A relatively simple example links a face with a hand that might have made the marks. The patterns are of uncertain intention. They include inverted crosses we see in other pictures. They have a tendency to suggest blood that might be shed or an internal haemorrhage. The most painful is the cut across the left eye of the figure (our right side) which creates pooling of internal blood or bruising – a bloodshot eye. Gesture in the hand and face are hard to match, as are concepts of active aggression and passive victimhood. Perhaps that is because such binaries are mythical.

Finally we could look at a picture that on the face of it is merely a realistic photo-like capture of a face decorated with Gothic symbolism. See it below.
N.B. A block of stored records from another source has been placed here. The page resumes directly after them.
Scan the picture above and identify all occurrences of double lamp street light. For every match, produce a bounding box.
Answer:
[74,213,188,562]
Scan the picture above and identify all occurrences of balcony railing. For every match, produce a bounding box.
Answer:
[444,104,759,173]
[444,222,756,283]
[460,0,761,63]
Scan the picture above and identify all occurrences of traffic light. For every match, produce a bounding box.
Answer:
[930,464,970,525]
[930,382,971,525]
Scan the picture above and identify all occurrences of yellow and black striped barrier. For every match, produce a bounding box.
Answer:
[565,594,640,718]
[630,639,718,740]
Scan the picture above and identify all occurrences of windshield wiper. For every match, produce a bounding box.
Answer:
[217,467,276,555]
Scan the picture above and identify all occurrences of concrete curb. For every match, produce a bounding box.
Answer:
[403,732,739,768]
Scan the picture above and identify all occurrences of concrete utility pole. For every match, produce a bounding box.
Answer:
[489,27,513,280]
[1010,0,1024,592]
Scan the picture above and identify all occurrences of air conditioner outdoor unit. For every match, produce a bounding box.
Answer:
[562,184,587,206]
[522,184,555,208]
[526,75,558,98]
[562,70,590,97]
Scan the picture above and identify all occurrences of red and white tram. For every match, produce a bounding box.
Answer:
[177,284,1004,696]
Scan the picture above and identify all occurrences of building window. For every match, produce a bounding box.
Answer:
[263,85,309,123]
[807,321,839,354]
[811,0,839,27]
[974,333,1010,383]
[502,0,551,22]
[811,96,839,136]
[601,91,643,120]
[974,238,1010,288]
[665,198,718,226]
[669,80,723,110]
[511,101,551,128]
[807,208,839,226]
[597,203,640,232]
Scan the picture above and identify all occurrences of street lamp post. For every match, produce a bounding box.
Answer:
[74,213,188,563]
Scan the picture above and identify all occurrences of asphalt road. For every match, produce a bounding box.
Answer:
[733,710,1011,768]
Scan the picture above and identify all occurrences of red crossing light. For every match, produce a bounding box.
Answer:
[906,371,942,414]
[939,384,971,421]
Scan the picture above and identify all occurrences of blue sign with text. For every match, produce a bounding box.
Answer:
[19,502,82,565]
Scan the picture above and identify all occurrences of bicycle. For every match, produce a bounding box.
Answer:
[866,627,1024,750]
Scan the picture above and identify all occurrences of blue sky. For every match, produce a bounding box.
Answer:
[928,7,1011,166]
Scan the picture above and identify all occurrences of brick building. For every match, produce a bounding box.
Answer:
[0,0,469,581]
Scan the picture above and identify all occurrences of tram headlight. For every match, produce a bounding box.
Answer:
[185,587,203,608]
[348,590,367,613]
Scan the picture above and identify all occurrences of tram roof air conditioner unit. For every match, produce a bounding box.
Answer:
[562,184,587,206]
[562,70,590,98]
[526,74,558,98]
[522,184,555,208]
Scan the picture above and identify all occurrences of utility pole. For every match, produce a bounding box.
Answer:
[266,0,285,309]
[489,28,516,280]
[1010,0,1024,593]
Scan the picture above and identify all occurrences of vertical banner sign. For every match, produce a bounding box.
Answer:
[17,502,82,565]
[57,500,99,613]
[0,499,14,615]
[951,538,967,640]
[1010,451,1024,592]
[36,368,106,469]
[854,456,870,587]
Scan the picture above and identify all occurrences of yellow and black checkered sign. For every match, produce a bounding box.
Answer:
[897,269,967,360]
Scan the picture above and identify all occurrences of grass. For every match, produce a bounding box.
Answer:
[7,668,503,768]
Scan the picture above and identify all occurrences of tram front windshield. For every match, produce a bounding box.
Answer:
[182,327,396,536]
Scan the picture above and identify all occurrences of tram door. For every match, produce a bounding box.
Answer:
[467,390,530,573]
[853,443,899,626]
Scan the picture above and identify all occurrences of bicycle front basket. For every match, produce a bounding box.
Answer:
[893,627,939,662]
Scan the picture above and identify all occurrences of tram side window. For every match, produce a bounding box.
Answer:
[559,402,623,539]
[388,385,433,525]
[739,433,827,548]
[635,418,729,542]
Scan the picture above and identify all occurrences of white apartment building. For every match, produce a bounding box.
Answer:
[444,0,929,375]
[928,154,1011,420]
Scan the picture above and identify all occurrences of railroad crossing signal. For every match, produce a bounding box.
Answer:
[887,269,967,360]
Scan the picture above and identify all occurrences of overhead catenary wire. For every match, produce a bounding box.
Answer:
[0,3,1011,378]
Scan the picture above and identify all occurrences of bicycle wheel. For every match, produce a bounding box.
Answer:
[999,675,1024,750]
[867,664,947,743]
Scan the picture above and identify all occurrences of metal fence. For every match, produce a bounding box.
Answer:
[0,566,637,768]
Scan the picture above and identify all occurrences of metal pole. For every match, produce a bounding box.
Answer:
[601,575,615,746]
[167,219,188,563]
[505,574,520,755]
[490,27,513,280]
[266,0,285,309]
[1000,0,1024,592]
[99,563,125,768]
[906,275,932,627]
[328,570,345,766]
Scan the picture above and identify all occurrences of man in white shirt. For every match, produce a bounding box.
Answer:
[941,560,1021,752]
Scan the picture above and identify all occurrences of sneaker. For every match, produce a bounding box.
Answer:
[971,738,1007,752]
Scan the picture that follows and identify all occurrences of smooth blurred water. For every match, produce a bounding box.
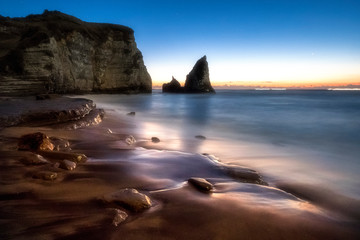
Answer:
[88,90,360,198]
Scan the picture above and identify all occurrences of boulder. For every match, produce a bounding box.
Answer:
[224,165,267,185]
[18,132,54,151]
[188,177,214,192]
[59,159,76,171]
[103,188,152,212]
[162,77,184,93]
[20,153,49,165]
[125,135,136,145]
[112,208,128,227]
[195,135,206,140]
[33,171,57,181]
[37,151,87,163]
[184,56,215,93]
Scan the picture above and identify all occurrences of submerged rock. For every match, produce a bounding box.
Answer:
[18,132,54,151]
[20,153,49,165]
[103,188,152,212]
[184,56,215,93]
[38,151,87,163]
[224,165,267,185]
[112,208,128,227]
[188,177,214,192]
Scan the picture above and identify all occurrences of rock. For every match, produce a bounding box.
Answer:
[0,97,97,128]
[188,177,214,192]
[112,208,128,227]
[50,137,71,151]
[33,171,57,181]
[0,11,152,96]
[151,137,160,143]
[162,77,184,93]
[103,188,152,212]
[184,56,215,93]
[20,154,49,165]
[57,109,105,129]
[18,132,54,151]
[162,56,215,93]
[195,135,206,140]
[38,151,87,163]
[59,159,76,171]
[224,166,267,185]
[35,94,60,100]
[125,135,136,145]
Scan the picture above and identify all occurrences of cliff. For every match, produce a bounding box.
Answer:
[162,56,215,93]
[0,11,152,96]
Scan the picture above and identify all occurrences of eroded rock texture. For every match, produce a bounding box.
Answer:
[0,11,152,95]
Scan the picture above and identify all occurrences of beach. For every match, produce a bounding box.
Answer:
[0,95,360,239]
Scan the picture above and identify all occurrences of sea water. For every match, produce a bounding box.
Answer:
[83,90,360,199]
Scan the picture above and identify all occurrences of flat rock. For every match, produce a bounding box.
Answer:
[103,188,152,212]
[224,165,267,185]
[112,208,128,227]
[188,177,214,192]
[59,159,76,171]
[18,132,54,151]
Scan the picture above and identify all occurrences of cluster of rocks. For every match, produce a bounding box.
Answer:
[18,132,152,226]
[0,10,152,96]
[0,95,105,129]
[162,56,215,93]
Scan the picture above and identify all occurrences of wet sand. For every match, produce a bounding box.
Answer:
[0,101,360,239]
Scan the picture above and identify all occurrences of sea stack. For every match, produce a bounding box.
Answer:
[0,10,152,96]
[184,56,215,93]
[162,56,215,93]
[162,77,184,93]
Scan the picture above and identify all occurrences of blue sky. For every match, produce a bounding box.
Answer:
[0,0,360,86]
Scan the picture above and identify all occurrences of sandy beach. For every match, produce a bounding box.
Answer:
[0,96,360,239]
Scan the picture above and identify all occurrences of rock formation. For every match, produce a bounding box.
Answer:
[162,56,215,93]
[0,11,152,95]
[184,56,215,93]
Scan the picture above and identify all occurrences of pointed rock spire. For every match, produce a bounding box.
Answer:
[185,55,215,93]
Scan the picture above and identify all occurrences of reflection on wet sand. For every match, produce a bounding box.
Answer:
[0,111,359,239]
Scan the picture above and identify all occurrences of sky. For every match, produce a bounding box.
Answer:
[0,0,360,88]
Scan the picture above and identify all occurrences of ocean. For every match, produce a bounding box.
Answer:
[85,90,360,200]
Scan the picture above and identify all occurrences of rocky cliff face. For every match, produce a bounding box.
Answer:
[162,56,215,93]
[0,11,152,95]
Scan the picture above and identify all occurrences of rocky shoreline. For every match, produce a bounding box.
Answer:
[0,97,359,239]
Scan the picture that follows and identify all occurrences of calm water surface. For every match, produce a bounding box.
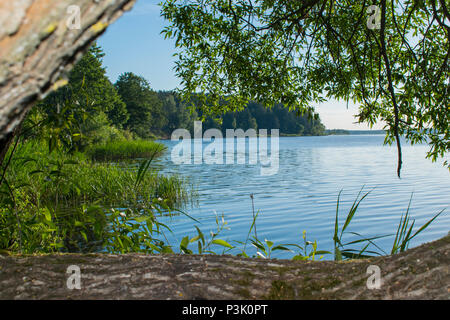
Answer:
[153,135,450,259]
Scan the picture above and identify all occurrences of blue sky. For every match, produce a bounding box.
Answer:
[98,0,383,130]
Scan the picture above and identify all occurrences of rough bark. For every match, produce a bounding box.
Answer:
[0,236,450,299]
[0,0,135,155]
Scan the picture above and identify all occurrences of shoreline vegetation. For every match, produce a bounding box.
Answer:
[0,45,442,260]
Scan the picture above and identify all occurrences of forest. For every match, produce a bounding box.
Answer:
[24,45,325,150]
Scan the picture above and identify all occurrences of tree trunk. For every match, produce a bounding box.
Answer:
[0,0,135,163]
[0,232,450,299]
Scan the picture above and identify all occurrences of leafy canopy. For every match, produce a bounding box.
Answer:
[161,0,450,176]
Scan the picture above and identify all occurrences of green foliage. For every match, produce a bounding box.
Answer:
[161,0,450,170]
[0,141,191,253]
[391,195,444,254]
[86,140,166,161]
[115,72,163,138]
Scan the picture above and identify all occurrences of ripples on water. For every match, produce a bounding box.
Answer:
[153,135,450,259]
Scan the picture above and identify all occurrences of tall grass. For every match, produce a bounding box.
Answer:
[86,140,166,161]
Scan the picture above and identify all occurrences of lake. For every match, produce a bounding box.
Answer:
[152,135,450,259]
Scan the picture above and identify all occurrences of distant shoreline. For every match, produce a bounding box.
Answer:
[152,129,386,140]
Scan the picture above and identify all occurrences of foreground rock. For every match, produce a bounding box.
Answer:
[0,232,450,299]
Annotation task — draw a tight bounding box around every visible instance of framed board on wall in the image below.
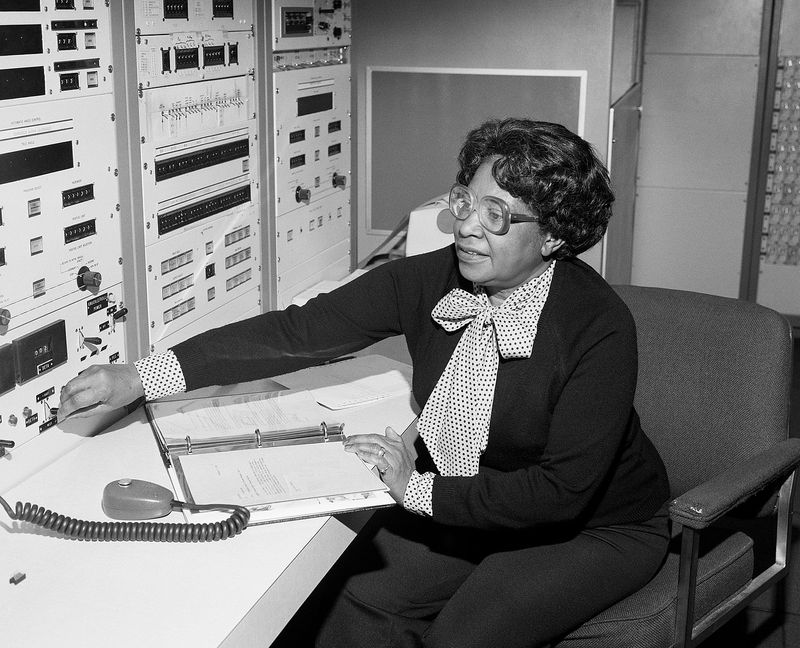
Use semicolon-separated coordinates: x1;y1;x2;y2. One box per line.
366;66;587;234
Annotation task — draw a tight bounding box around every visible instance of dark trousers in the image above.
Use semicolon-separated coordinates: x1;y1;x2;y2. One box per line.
316;509;669;648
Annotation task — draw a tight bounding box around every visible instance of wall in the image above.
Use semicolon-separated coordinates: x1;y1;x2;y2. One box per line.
631;0;762;297
351;0;614;262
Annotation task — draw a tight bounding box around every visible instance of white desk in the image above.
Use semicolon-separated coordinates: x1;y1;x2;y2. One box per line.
0;362;412;648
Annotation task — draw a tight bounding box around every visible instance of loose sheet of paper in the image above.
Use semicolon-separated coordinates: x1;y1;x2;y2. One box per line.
179;442;386;506
275;355;411;410
154;391;328;441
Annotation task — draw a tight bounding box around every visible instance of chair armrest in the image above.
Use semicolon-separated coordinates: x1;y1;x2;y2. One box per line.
669;438;800;529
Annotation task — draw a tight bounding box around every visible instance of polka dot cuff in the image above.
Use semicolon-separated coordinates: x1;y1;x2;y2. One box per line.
138;351;186;400
403;470;434;515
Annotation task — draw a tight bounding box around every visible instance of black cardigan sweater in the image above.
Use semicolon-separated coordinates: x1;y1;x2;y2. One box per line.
173;246;669;532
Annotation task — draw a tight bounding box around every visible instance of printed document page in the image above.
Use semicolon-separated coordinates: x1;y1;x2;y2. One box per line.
149;391;326;441
178;442;386;506
274;355;411;410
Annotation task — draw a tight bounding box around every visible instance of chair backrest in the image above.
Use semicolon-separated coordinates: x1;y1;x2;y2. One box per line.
614;286;793;496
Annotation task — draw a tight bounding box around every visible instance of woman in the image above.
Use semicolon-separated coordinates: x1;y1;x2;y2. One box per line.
59;119;668;648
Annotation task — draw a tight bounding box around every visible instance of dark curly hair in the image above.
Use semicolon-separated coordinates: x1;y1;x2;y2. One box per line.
458;118;614;259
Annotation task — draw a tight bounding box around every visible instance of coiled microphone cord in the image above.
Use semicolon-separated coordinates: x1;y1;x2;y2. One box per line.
0;497;250;542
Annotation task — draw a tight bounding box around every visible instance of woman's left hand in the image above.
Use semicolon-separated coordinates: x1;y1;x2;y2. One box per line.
344;427;414;504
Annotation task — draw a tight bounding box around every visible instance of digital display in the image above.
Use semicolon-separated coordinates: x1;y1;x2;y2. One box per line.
0;141;73;184
297;92;333;117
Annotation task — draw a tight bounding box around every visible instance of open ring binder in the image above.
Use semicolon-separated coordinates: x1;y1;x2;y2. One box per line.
180;421;344;455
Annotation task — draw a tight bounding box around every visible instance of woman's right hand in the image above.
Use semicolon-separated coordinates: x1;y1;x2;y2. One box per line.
58;364;144;423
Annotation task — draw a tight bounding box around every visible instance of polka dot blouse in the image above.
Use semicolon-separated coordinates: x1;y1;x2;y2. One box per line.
403;261;556;515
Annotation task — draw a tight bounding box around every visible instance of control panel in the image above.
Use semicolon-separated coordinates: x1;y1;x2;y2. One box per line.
272;0;352;308
0;0;113;106
135;0;261;351
0;0;128;446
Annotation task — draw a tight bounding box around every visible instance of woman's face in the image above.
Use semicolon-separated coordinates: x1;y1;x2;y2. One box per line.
453;158;562;305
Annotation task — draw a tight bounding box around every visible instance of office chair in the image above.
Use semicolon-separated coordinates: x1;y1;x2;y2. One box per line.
555;286;800;648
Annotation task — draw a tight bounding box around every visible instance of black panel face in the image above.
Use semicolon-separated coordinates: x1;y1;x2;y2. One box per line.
12;320;67;384
0;142;73;184
0;25;42;56
0;344;17;394
0;0;42;11
158;185;250;235
0;66;44;101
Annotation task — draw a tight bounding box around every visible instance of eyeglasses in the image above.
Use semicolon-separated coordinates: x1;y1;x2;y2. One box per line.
450;182;538;236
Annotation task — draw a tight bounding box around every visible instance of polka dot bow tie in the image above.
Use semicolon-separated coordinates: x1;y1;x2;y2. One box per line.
431;288;539;358
417;262;555;476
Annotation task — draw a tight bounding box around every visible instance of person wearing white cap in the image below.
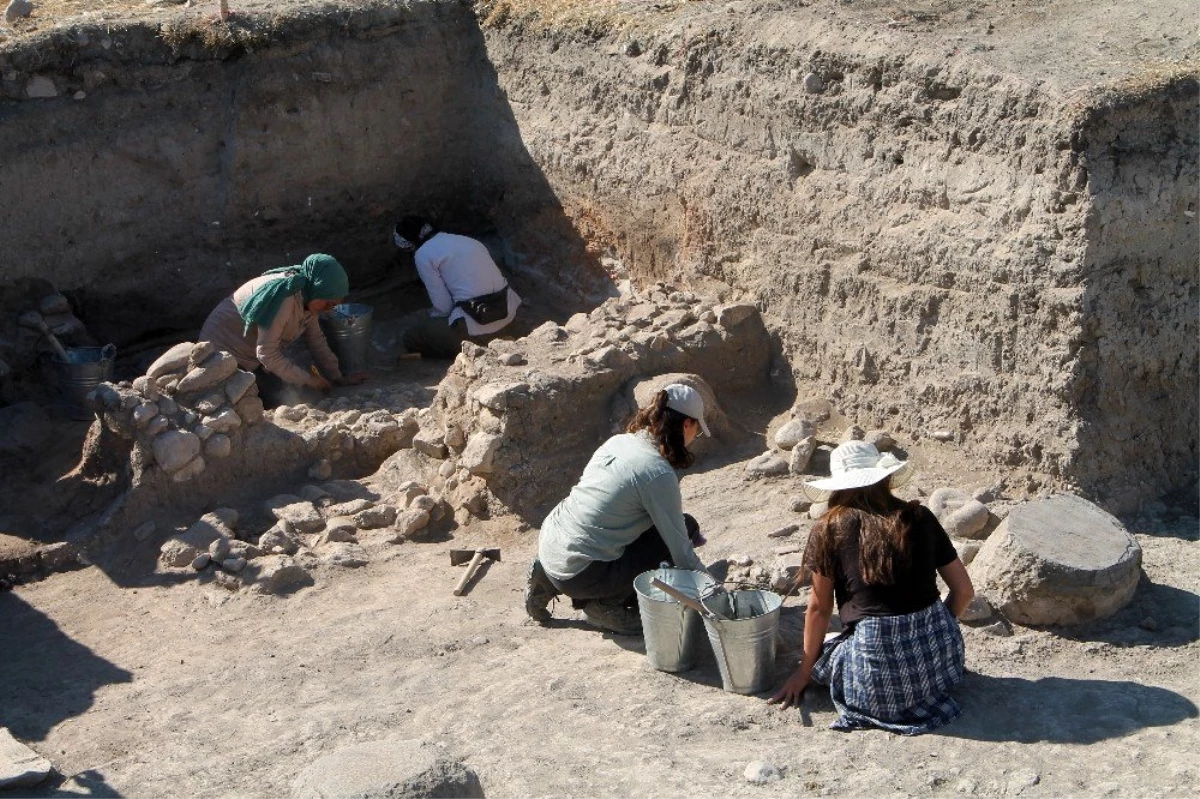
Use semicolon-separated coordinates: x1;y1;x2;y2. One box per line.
769;441;974;735
524;383;709;635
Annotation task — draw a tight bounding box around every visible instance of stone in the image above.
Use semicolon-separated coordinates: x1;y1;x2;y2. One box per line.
863;429;896;452
224;370;254;404
146;341;192;378
787;435;817;474
770;552;812;596
25;74;59;100
458;432;503;476
413;431;450;461
970;494;1141;625
442;425;467;450
396;480;430;507
175;352;240;395
204;408;241;433
838;425;866;444
170;456;208;482
767;524;800;539
187;341;217;367
233;395;264;425
392;507;430;537
474;383;529;414
4;0;34;24
292;740;484;799
325;498;374;517
209;535;229;560
320;516;359;543
0;727;51;797
258;527;300;554
130;402;158;428
775;419;817;450
746;450;788;477
742;761;784;785
154;429;200;474
319;541;371;569
271;500;325;534
929;488;988;539
204;433;233;458
713;302;758;328
959;594;996;621
354;505;396;530
251;555;313;594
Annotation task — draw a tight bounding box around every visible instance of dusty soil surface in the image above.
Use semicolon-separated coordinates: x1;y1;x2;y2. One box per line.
0;386;1200;797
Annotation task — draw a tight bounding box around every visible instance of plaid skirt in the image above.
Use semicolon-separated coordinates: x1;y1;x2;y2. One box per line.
812;602;964;735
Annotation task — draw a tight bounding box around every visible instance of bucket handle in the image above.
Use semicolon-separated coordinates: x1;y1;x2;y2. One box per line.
650;577;728;621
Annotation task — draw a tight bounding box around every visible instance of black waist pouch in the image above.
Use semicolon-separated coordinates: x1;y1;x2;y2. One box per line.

Clothing and hair colour seem intentionally red, as is the ank necklace. But other decorations are either drawn or cut and include symbols like the inverted cross. But others seem imposed, such as the shapes in the eye. I have to say I do not know how to think about this face, except that it confuses artistic devices used on real bodies and on other media, such as paper. It makes emotion available while causing it to be appear to be ambivalent or even potentially absent – a merely visual effect. It is beautiful but otherwise both sad and happily fulfilled, aggressive and vulnerable, violent or eminently and symbolically peaceful

After all that, I still feel I haven’t conveyed even the Somerled I see. But you can’t write for ever:

And further, by these, my son, be admonished: of making many books there is no end; and much study is a weariness of the flesh.

Ecclesiastes

And this is true of blogs too. So weary in flesh and mind (not so far then than the effect of this final picture on me) I’ll sign off. This is an artist I find full of exhausting inexhaustibility. And I love that!

Steve


[1] The link here is to: Simion, F. &  Di Giorgio, E. (2015) ‘Face perception and processing in early infancy: inborn predispositions and developmental changes’ in Frontiers in Psychology vol. 6, p.969ff. doi: 10.3389/fpsyg.2015.00969

[2] Belting H. [trans Hansen, T.S. & Hansen, A.J.] (2017) Face and Mask: A Double History New Jersey, USA & Woodcock, UK, Princeton University Press.